WHAT IS IT THAT ACTUALLY HAPPENS WHEN YOU DO HAVE A BLACK HOLE?

DIFFERENT PHENOMENA THAT ACCOMPANY A BLACK HOLE

 

ACCRETION DISCS

 

 Stars that are candidates for a black hole generally have an “atmosphere” consisting of dust and gas before they collapse. When the star collapses into itself and forms a black hole it does not use up all of this matter and therefore after the formation of the black hole there is a lot of dust and gas (actually this dust and gas is in the plasma state) still floating around it.

       This dust doesn’t directly fall into the black hole but gets disturbed by the presence of the black hole.

   This dust starts revolving around the black hole with very large speeds.

     The black hole has a very powerful gravitational field around it. If we consider dust a little farther away from a black hole it has tremendous gravitational potential and thus very high gravitational energy. This is because the higher up a particle is in a gravitational field, the greater energy it has.

   This dust then starts falling into the black hole thus its gravitational potential decreases and this decrease in potential energy is accompanied by an increase in kinetic and heat energy.

    With an increase in kinetic energy the dust follows a spiraling elliptical orbit into the black hole. And because of the increase in heat energy it starts to radiate heat energy and gradually starts visibly glowing and then after a period of time starts to emit x-rays. So such black holes can be detected by the use of X-Ray telescopes.

                                                                                                                                             

 

 

WHY DOES THIS DUST FALLING INTO A BLACK HOLE FORM A DISC AND NOT A SPHERE OR ANY OTHER SHAPE AROUND IT?

 

                                                                                                                                                     

 

 

 

 

 

 

 

 

 

 

 

 

 

The ergosphere (see picture) connects with the black hole’s outer event horizon and the poles of its axis of rotation (It's a lot like a squished orange on a stick: the peel billows out and connects with the pulp where the stick punctured the orange. Something like that, you see). . The ergosphere is the fullest in the area where the accretion disc forms. At the two poles of the black hole there is no ergosphere or it is too small and there is the outer event horizon. The dust in the ergosphere starts moving with the rotation of the black hole and thus the dust in the ergosphere moves faster than that at the poles. So, the dust at the poles crosses the event horizon faster than that at the equator. And that is why a disc forms.

A short summary:

BLACK HOLE HAS DUST AND GRAVITATIONAL FIELD AROUND IT→DUST DISTURBED→DUST STARTS FALLING IN→ERGOSPHERE FULLEST WHERE ACCRETION DISK FORMED→DUST IN ERGOSPHERE FASTER THAN AT THE POLES→THUS DUST AT POLES CROSSES EVENT HORIZON FASTER THAN AT EQUATOR→WE HAVE A DISK!
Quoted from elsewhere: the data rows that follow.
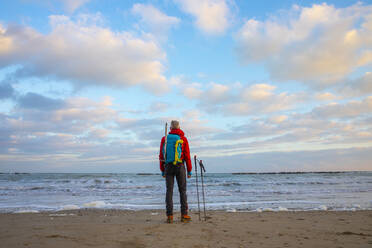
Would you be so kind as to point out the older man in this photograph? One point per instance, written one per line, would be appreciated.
(177, 153)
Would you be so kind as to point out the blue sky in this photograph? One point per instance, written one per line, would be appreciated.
(87, 85)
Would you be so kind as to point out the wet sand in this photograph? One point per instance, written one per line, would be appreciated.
(116, 228)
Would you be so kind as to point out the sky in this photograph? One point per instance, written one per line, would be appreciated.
(258, 86)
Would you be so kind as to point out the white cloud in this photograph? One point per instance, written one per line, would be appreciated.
(357, 87)
(256, 99)
(350, 109)
(211, 16)
(72, 5)
(84, 53)
(319, 45)
(158, 22)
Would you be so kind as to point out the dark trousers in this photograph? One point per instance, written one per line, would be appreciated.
(179, 172)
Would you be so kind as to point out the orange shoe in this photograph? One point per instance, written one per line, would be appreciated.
(185, 218)
(170, 219)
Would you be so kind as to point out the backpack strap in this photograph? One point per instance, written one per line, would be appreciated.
(177, 157)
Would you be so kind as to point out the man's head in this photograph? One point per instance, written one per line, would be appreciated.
(175, 124)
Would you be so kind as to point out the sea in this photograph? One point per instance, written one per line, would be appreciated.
(256, 192)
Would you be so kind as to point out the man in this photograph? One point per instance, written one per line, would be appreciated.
(177, 153)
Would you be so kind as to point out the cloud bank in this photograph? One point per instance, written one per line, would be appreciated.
(318, 45)
(84, 53)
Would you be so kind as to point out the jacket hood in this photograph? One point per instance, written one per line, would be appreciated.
(179, 132)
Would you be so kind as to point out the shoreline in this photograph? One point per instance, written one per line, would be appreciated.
(146, 228)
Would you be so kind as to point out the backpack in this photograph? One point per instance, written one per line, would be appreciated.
(174, 149)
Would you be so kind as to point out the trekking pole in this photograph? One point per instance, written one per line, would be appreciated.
(202, 169)
(197, 186)
(165, 142)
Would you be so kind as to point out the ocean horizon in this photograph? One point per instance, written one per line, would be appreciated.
(235, 191)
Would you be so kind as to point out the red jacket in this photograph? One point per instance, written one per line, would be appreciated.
(185, 156)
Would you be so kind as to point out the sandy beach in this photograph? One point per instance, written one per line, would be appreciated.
(117, 228)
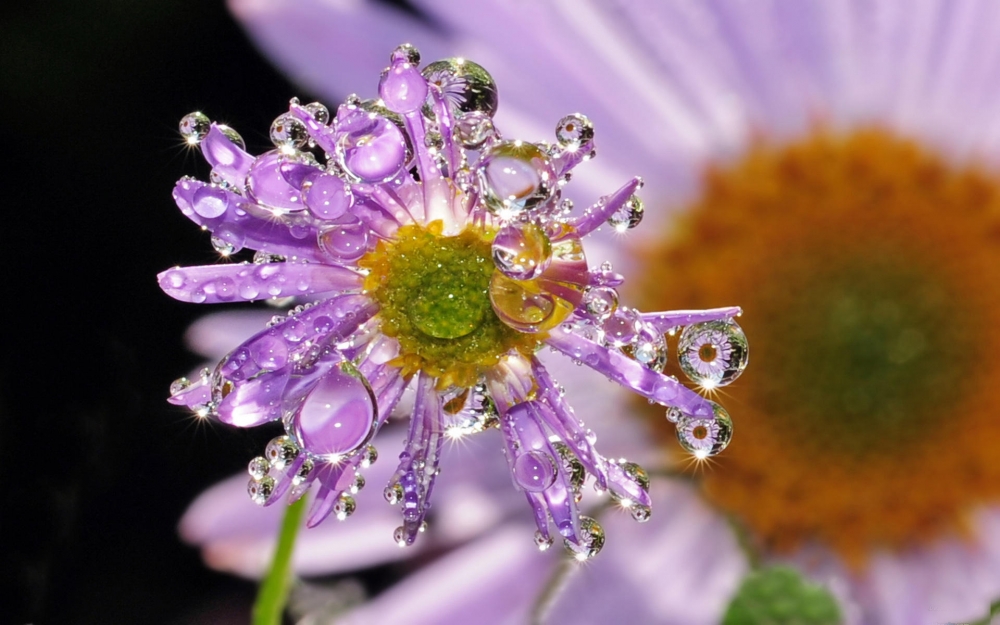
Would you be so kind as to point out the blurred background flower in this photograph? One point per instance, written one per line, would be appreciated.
(833, 165)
ACCRETION DISC IN A BINARY:

 

 

 

 

JETS

False-color images of plasmas in a spheromak taken with a high-speed digital camera show the development of jet-like structure (a) and helical instability (b) in the jet.

A spheromak is a device originally created to study nuclear fusion but it was found to mimic black hole jets.

Scientists have caught a supermassive black hole in a distant galaxy in the act of spurting energy into a jet of electrons and magnetic fields four distinct times in the past three years, a celestial take on a Yellowstone geyser. (Artist's rendering courtesy Dr. Wolfgang Steffen, Project Cosmovision; University of Guadalajara, Mexico)

JETS

The jets form when the presence of the rotating accretion disc twists the magnetic field around the black hole. The matter that is trapped inside the black hole approaches the speed of light on its way inside and gets converted to plasma.

 

But how does this actually happen?

As we know now, there is a huge amount of dust or plasma revolving around the black hole. There is a build up of static electricity with all the plasma revolving around it. As the electric field is in motion, a magnetic field builds up around it. This is a very powerful field and the electrons that were going to fall into the black hole get caught up in his field. Moreover the direction of the generated magnetic field is perpendicular to the direction of the electric field (by the right hand thumb rule: curve the fingers of your right hand in the direction of the electric field, and the thumb of your right hand points in the direction of the magnetic field).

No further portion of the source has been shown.